Time Series Modelling and Prediction of the Coronavirus Outbreaks (COVID-19) in the World
Abstract
Coronaviruses are a huge family of viruses that affect neurological, gastrointestinal, hepatic and respiratory systems. The numbers of confirmed cases are increased daily in different countries, especially in Unites State America, Spain, Italy, Germany, China, Iran, South Korea and others. The spread of the COVID-19 has many dangers and needs strict special plans and policies. Therefore, to consider the plans and policies, the predicting and forecasting the future confirmed cases are critical. The time series models are useful to model data that are gathered and indexed by time. Classical time series is based on the assumption that the error terms are symmetric. But there exist many situations in the real world that assumption of symmetric distribution of the error terms is not satisfactory. In our methodology, we consider the time series models based on the two-piece scale mixtures of normal (TP–SMN) distributions. The mentioned class of distributions is a rich class of distributions family that covers the robust symmetric/asymmetric light/heavy tailed distributions.

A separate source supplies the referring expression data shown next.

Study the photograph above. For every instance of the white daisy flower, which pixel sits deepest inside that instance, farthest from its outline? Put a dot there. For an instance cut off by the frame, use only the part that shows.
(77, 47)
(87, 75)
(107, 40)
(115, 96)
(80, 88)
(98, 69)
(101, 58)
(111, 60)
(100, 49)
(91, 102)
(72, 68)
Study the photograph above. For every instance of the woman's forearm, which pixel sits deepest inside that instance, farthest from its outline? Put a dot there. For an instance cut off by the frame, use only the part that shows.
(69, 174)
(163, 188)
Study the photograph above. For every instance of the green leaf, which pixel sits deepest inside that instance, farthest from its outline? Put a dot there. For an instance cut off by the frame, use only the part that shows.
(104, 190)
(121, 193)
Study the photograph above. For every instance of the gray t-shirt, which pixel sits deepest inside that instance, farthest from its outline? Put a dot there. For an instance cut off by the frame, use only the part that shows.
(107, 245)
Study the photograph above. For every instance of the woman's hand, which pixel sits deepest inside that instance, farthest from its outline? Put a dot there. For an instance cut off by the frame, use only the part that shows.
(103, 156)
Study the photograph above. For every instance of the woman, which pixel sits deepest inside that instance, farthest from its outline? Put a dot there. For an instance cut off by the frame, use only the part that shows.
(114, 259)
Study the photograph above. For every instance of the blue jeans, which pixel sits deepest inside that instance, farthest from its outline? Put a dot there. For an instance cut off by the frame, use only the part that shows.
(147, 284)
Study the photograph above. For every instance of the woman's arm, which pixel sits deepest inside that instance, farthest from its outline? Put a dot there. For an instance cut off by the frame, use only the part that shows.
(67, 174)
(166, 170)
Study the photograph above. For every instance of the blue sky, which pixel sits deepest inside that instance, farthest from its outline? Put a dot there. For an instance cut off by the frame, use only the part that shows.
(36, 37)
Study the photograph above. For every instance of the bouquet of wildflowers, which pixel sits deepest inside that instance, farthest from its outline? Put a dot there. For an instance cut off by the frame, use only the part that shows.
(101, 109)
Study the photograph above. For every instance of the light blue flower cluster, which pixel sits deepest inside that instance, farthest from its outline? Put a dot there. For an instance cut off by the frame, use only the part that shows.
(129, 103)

The proposed time series models works well than ordinary Gaussian and symmetry models (especially for COVID-19 datasets), and were fitted initially to the historical COVID-19 datasets. Then, the time series that has the best fit to each of the dataset is selected. Finally, the selected models are used to predict the number of confirmed cases and death rate of COVID-19 in the world. © 2022, The Author(s), under exclusive license to Springer Nature Switzerland AG.